Ethiopia-Eritrea Border Opening; Impact on Travelers and Tourists in the Region

Eritrean women express their joy after crossing the border to attend the reopening border ceremony on 11 September. Source: STRINGER/AFP/Getty Images

After 20 years, border crossings between Ethiopia and Eritrea have reopened, months after the countries signed a peace deal.

Eritrean women express their joy after crossing the border to attend the reopening border ceremony on 11 September.
People living on either side of the border – which was disputed in a war between the countries that started back in 1998 – were reunited with friends and loved ones they had not been able to visit over the past two decades, reports the BBC. While the conflict ended in 2000, the countries still had not agreed a peace deal and the borders remained closed.

Now, a border reopening ceremony was held on 11 September and two land crossings were reopened for the first time in years. The crossings were between Bure in Ethiopia and Debay Sima in Eritrea in the east, and between Zalambessa and Serha in the west. As tensions eased following the peace deal, the first flight between the countries took place in July, connecting Addis Ababa and Asmara airports, and each country has reopened its embassy in the other.

The move is a positive step for diplomacy, but also for those who want to explore the region by land. According to Lonely Planet’s Africa expert Matt Phillips: “For travellers, the opening of the border is a huge deal.

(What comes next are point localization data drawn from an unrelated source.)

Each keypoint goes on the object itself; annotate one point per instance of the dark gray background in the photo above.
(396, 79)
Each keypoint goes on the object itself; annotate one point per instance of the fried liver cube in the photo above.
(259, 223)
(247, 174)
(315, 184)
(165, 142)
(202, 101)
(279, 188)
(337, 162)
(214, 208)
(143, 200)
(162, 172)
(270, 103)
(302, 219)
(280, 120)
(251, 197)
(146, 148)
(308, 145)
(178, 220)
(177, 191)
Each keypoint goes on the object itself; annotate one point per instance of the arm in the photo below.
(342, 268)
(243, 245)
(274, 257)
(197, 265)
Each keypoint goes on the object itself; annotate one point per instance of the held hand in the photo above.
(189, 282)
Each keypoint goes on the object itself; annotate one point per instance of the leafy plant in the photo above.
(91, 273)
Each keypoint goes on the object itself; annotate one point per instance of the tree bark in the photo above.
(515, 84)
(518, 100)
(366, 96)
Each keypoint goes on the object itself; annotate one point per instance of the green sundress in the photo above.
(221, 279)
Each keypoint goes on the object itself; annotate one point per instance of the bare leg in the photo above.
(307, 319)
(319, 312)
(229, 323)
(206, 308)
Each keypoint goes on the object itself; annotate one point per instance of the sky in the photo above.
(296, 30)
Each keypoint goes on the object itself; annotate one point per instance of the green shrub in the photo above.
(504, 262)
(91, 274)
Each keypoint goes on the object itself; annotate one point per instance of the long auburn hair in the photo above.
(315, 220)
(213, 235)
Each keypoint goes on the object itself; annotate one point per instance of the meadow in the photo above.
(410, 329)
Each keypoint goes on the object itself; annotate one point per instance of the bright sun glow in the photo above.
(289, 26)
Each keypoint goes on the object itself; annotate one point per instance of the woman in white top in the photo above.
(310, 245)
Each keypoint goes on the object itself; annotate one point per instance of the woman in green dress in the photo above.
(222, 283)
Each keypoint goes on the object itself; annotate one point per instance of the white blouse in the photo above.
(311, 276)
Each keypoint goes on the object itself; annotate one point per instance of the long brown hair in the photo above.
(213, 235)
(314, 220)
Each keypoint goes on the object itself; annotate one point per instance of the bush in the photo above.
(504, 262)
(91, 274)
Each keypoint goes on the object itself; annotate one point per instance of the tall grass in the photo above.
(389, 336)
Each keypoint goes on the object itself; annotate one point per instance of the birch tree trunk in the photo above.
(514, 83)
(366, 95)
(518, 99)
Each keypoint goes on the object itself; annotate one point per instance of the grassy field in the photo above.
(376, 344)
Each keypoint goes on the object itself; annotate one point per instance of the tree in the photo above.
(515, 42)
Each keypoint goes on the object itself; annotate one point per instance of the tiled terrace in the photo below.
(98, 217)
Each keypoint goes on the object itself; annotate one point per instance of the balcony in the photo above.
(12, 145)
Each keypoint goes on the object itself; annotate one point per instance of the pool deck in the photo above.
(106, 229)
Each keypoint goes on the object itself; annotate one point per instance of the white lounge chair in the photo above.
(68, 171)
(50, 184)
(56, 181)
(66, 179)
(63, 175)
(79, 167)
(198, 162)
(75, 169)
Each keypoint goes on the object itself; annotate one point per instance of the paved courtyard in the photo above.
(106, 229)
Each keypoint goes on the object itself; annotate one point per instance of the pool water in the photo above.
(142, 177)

It will allow easy access to Eritrea and its fascinating capital from Ethiopia’s famed historical circuit.”

But, for travellers leaving Ethiopia and hoping to visit Eritrea, getting a visa is difficult. While travellers can pay and apply for a visa, it is rare to be accepted. If you make it to Asmara, permits are required to leave the capital. “The only large issue remaining is the difficulty in acquiring tourist visas to Eritrea. Until that hurdle is removed, the border won’t see a flood of tourists flowing through. When the visa situation is sorted, the border opening will revolutionise travel in the Horn (of Africa).” Luckily, reports has it that the government seems to be loosening its stance on travel visas, which could see more people exploring the country.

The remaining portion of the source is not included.